1. “Uber for…”
I have not met someone who takes Uber for _____ businesses seriously. The problem with 95% of these startups are that they are underdeveloped ideas, typically the business model does not translate, and there is massive over-saturation.
While the allusion can be helpful, make sure the shortened pitch is worth the possible stigma that will come with it.
2. Social influencer
Social media platforms and the desire to become famous has brought half-baked celebrities with the entitlement of Kanye. These characters go by the term social influencer.
Most of them possess no real power, authority, or fame and will have spotty follow-through. Social influencer actually means someone who wants a quick buck.
3. Internet entrepreneur
People who call themselves Internet entrepreneurs likely cannot name a single coding language. Just because you want to be in the tech world does not mean you are an ~Internet~ entrepreneur. In fact, this term likely means you do not belong in the tech community.
4. Disruption
While one of the more harmless buzzwords in terms of connotation, it largely just becomes a bit of an overstatement.

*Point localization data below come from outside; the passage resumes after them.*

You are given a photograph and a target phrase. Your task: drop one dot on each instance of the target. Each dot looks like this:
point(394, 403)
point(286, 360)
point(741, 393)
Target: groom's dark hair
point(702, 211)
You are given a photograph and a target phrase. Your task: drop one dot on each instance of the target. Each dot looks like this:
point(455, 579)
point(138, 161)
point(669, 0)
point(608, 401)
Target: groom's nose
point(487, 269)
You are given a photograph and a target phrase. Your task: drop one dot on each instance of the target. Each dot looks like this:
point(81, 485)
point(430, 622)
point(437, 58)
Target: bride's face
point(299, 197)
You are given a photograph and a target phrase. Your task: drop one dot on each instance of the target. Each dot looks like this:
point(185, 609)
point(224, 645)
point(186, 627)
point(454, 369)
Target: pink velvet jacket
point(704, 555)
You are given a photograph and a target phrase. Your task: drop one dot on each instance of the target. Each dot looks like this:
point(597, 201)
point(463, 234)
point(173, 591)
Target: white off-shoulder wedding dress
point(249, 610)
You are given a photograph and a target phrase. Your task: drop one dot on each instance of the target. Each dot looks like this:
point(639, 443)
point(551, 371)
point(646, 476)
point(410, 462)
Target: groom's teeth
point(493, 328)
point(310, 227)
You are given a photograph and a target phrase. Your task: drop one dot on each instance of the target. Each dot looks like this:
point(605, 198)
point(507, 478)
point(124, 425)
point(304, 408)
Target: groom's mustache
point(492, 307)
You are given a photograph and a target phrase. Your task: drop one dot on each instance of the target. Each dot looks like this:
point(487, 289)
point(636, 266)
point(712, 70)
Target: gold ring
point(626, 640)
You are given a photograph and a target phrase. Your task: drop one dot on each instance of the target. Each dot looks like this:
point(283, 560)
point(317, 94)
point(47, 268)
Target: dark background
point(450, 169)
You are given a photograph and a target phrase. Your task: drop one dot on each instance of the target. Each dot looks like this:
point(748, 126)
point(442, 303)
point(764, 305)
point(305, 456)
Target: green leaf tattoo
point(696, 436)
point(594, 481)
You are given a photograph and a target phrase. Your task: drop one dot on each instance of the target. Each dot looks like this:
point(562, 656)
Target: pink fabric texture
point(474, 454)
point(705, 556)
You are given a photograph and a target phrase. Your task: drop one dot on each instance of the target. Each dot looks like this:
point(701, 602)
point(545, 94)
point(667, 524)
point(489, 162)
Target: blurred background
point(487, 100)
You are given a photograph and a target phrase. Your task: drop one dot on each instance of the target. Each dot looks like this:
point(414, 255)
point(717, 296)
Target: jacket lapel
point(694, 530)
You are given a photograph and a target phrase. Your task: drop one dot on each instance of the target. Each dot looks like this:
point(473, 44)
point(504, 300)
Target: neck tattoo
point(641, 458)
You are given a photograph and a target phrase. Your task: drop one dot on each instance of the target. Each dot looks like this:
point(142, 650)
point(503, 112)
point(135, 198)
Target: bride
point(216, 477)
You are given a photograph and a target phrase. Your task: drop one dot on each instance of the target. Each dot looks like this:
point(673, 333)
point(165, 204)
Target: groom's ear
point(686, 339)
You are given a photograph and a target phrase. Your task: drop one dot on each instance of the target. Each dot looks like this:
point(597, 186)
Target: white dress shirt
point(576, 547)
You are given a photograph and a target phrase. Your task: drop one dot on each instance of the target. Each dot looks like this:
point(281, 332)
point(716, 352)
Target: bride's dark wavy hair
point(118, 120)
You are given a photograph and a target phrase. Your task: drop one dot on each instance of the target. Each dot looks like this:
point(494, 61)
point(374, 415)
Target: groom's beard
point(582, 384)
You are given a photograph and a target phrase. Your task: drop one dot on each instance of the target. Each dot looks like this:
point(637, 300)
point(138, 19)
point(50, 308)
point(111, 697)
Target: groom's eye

Disruption is the term of taking something from 0 to 1. Nowadays people like to call going from 82 to 83 disruption, despite the lack of true, life-changing value.
5. Crowdsourced
Crowdsourced has not only just become too over-stated but also comes with huge assumptions. When a platform is “crowdsourced” you need to have a large following of users or else it is never going to take off.
So unless you have real backing and plans for adoption, you are just spouting off a pretty word. Additionally, many investors question the validity of crowdsourced information, because of the lack of checks.
Unless you know the information is correct, beware taking up the crowdsourced approach.
6. Big Data
Big Data is an overly-used term with little real meaning. What does a Big Data company actually do? While there are good big data ventures out there, they will usually require more experience, education, and knowledge than you possess.
7. Sharing/On-demand economy
These types of businesses will almost never work out because execution is everything. Due to the immense saturation of these industries and the difficulty of matching this business strategy with other existing industries, most on-demand business models will never be in demand.
8. Venture funding
Too often entrepreneurs will say they have venture funding if they got a single investor, but alas the real meaning of this term is substantial investment from an institutional investor.
So please, if your uncle gave you $5,000, do not say you have venture funding.
9. Traction
A few years back the major investors all were looking for “traction” and eventually people realized this was the term you had to throughout if you wanted to raise money.
The real meaning has since disappeared since people are eager to call the slightest bit of work completed on the most vacuous task a sign of traction. Only major milestones are real traction.
10. Business plan / Pitch deck
People often believe you need to have a business plan in order to have a business, but in reality, this procedure only wastes time and ignores the necessity of pivoting quickly.
The only reason to write 10-30 pages about your company instead of actually working on the company, is for business plan competitions to try and get money. Investors all know this and will only ever ask for your business plan as means of killing the conversation.
No investor will ever read your business plan or legitimately ask for it.